You delivered the work. The invoice is weeks overdue. And somewhere in your contract there's a line about a "late fee" you've never actually charged, because you're not sure you're allowed to, or how much, or how to bring it up without torching the relationship.
Let's fix that. Here's the practical version for freelancers.
Can you even charge a late fee?
Generally, yes, if it's in your contract or on the invoice before the work starts. A late fee you invent after an invoice goes unpaid is much harder to enforce. So the real move is to put it in writing up front, where it quietly does its job: clients pay on-time invoices faster when they know there's a clock.
(Exact rules vary by country and sometimes by state/region, check your local statutory limits. This is a practical guide, not legal advice.)
How much is normal?
Two common structures freelancers use:
- Percentage per month, e.g. 1.5% per month on the overdue balance (works out to ~18%/year). This is the most common and scales with how late they are.
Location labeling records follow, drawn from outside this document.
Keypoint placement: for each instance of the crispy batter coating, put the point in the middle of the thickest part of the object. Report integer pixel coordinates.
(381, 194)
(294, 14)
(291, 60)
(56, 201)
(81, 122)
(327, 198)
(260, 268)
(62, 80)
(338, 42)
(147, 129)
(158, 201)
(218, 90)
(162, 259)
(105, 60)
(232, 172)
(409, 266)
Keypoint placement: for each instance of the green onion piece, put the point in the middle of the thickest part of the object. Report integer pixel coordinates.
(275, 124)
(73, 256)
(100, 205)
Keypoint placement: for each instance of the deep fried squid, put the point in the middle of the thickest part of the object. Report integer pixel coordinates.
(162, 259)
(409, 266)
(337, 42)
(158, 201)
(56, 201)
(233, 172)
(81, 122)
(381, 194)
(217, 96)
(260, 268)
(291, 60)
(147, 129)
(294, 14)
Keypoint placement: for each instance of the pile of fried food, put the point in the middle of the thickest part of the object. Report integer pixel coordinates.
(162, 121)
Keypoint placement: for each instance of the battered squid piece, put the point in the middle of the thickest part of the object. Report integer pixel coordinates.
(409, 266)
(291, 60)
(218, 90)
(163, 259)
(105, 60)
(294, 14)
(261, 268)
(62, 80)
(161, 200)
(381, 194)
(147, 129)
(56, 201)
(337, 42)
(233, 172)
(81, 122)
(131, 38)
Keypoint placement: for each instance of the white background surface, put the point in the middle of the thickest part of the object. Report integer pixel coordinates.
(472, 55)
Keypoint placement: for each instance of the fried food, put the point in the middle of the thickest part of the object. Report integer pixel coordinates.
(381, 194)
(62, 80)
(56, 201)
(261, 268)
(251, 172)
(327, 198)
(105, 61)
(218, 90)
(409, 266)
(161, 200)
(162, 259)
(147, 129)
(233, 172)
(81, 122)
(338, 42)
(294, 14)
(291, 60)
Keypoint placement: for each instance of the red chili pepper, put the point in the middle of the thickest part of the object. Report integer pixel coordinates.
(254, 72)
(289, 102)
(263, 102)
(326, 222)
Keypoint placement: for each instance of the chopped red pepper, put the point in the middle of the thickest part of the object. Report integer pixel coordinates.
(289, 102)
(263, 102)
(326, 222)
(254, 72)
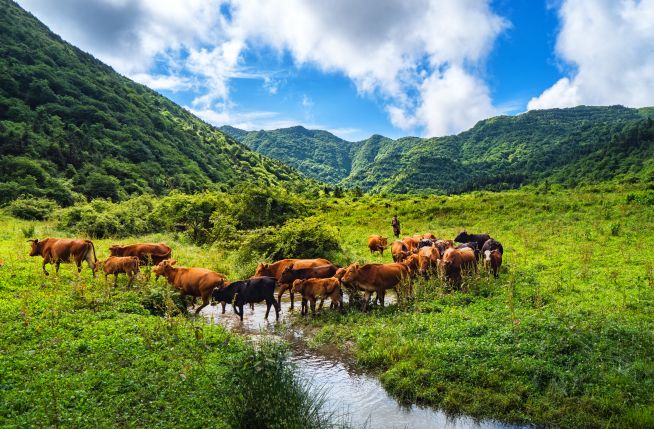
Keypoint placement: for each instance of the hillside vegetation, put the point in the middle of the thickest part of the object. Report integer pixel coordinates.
(563, 338)
(573, 146)
(71, 125)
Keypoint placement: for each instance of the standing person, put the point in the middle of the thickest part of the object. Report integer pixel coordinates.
(395, 223)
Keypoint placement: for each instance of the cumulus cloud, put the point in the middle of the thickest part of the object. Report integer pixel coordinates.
(609, 46)
(421, 58)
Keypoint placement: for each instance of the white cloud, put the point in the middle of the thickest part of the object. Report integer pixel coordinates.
(422, 58)
(411, 54)
(610, 46)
- Flat fee, e.g. $25, $50 per overdue invoice. Simple, predictable, good for smaller invoices.
A reasonable, defensible default is 1.5% per month after a short grace period. High enough to matter, low enough to look professional rather than punitive.
Put it in your contract (steal this line)
"Invoices are due within [15] days. Balances unpaid after the due date accrue a late fee of 1.5% per month (or the maximum permitted by law), calculated from the due date."
That single sentence does more for your cash flow than any chase email.
How to actually bring it up
When an invoice crosses into "seriously late," a vague threat ("there may be fees") gets ignored. A specific number doesn't. Compare:
- ❌ "Please note late fees may apply."
- ✅ "As per our agreed terms, the invoice is now 21 days overdue, so a 1.5%/month late fee of $15 applies, total now due $1,215. Please confirm when I can expect payment."
The second one is calm, factual, and impossible to misread.
Don't do the math by hand
Working out the fee for each late client is exactly the kind of friction that makes you skip it. I built a free late fee calculator, enter the invoice and due date, and it gives you the fee, the new total, and the ready-to-send line above. No sign-up.
And if tracking which invoices are late (and what each one now owes) is the real headache, that's the whole point of Get Paid OS: it counts the days overdue automatically and hands you the email, fee included, as a Notion template or a standalone app.
The takeaway
A late fee isn't about squeezing clients. It's a polite, pre-agreed incentive to pay on time, and most of the value comes before you ever charge it, just from clients knowing it exists. Put the line in your contract today. Future-you, chasing a 30-day-late invoice, will be grateful.
Do you charge late fees? What structure works for you, flat or percentage? Curious what other freelancers actually do.